CS470-teamproject

Contents

  • Speech To Text
  • Punctuation Restoration
  • DisfluencyRemover
  • Texts To a Signlanguage Video
  • Limiations
  • Main.py

Speech to Text

IBM Speech to Text API

pip install --upgrade "ibm-watson>=4.7.1"

You need to authenticate to the API by using IBM Cloud Identity and Access Management(IAM). You can easily create the key in IAM authentication.

Punctuator Restoration

Model Training

You can train the model from scratch, with dataset construction and model building. Training code is provided in PunctuationRestoration/punctuator_training.ipynb file, and can be run in google colab. For training, you need to download processed dataset from PunctuationRestoration/text_processing.py file. You can get the dataset by running above file in google colab. Detailed instructions are provided in the file.

Model Applying

You can apply the model with our pre-made model, datasets, dictionaries and matrices.

DisfluencyRemover

Requirements for DisfluencyRemover

  • Python, Cython, PyTorch, pytorch-pretrained-bert

Pretrained Models for DisfluencyRemover

Download pretrained model and bert with following link and unzip at DisfluencyRemover\model folder.
The pretrained model's f-score=92.4%.

$ cd model
$ wget https://github.com/pariajm/joint-disfluency-detection-and-parsing/releases/download/naacl2019/swbd_fisher_bert_Edev.0.9078.pt
$ wget https://s3.amazonaws.com/models.huggingface.co/bert/bert-base-uncased.tar.gz
$ tar -xf bert-base-uncased.tar.gz

Texts To a Signlanguage Video

If main.py works well, you don't need to execute this part separately.
However, if not, you need to read below comments and execute TextToSignLang.

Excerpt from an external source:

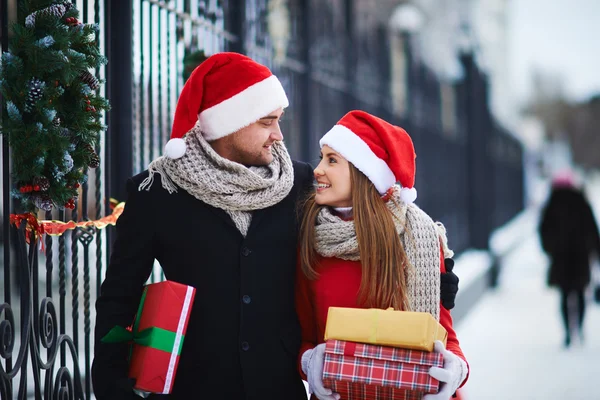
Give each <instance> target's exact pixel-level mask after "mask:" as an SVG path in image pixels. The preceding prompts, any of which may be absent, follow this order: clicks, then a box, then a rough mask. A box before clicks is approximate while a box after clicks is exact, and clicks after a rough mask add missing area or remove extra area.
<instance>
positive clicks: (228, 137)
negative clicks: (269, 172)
mask: <svg viewBox="0 0 600 400" xmlns="http://www.w3.org/2000/svg"><path fill="white" fill-rule="evenodd" d="M282 115H283V108H279V109H277V110H275V111H273V112H272V113H270V114H269V115H266V116H265V117H263V118H261V119H259V120H258V121H257V122H255V123H253V124H252V125H249V126H247V127H245V128H242V129H240V130H239V131H237V132H235V133H232V134H231V135H228V136H225V137H224V138H221V139H218V140H216V141H214V142H213V147H215V149H218V150H217V152H218V153H219V154H220V155H221V156H222V157H225V158H227V159H229V160H231V161H235V162H237V163H240V164H243V165H246V166H259V165H268V164H270V163H271V162H272V161H273V153H272V146H273V143H275V142H277V141H280V140H283V135H282V134H281V128H280V127H279V122H280V120H281V116H282ZM220 141H222V142H221V143H218V144H217V142H220Z"/></svg>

Requirements for TextToSignLang

  • Python and Pakages : Python, nltk, shutil, difflib, selenium, shlex
  • Other Programs : ffmpeg, Chrome driver

The requirements(some files and Other Programs) are in the 'Text_to_sign_language' folder.
However, please download new 'Text_to_sign_language' folder from below link just in case.
https://drive.google.com/file/d/1DLSQsq1NP_WhM7PP3h-vpkCZvRdCLKfT/view?usp=sharing
Please download this folder and use as workfolder.

how to use

First of all, PLEASE USE ABOVE "Text_to_sign_language" FOLDER AS WORKFOLDER !
You need to cd to above folder.
If you not, it cannot find some path or programs.
Then, open TextToSignLang.py and modify two PATH variables(SIGN_PATH, DOWN_PATH) as your local environment.
If you downloaded new 'Text_to_sign_language' folder from link, you need to move 'disfluency_remover_result.txt' to this folder from 'Results' folder.
It is because new 'Text_to_sign_language' folder has some changes in path variable.

Limiations

Requirements for Limitation-continuous alphabet pictures

You need to get the alphabet picture database from below link.
https://drive.google.com/file/d/1pIdbnEjXeQqiXmrhwd6WLsKwi1l3DuJp/view?usp=sharing

Requirements for Limitaiton-Korean TTS

You don't need to prepare something since they are Colab file.
However, we didn't prepare translation model. You need to translate processed english text(output of DisfluencyRemover) and use it or you can put the translated text as text_input_TTS.txt in your GDrive.

Main.py

The process from applying speech to text to disfluency detection can be executed by main.py file. Please set your work directory as 'CS470-teamproject'. Download some files mentioned earlier such as pre-trained model for disfluency detection and programs for generating sign language video, etc. and add to the work directory. Note that you need to set configurations to run. Required packages what you need to install are below.

  • Cython
  • easydict
  • ffmpy
  • ibm-watson
  • nltk
  • numpy
  • pytorch-pretrained-bert
  • torch
  • transliterate

Caution

main.py could make error because of difference of ffmpeg version(according to your OS) or cannot set up environment path.
If these kinds of errors occur, you need to read "Texts To a Signlanguage Video" above and execute this part separately.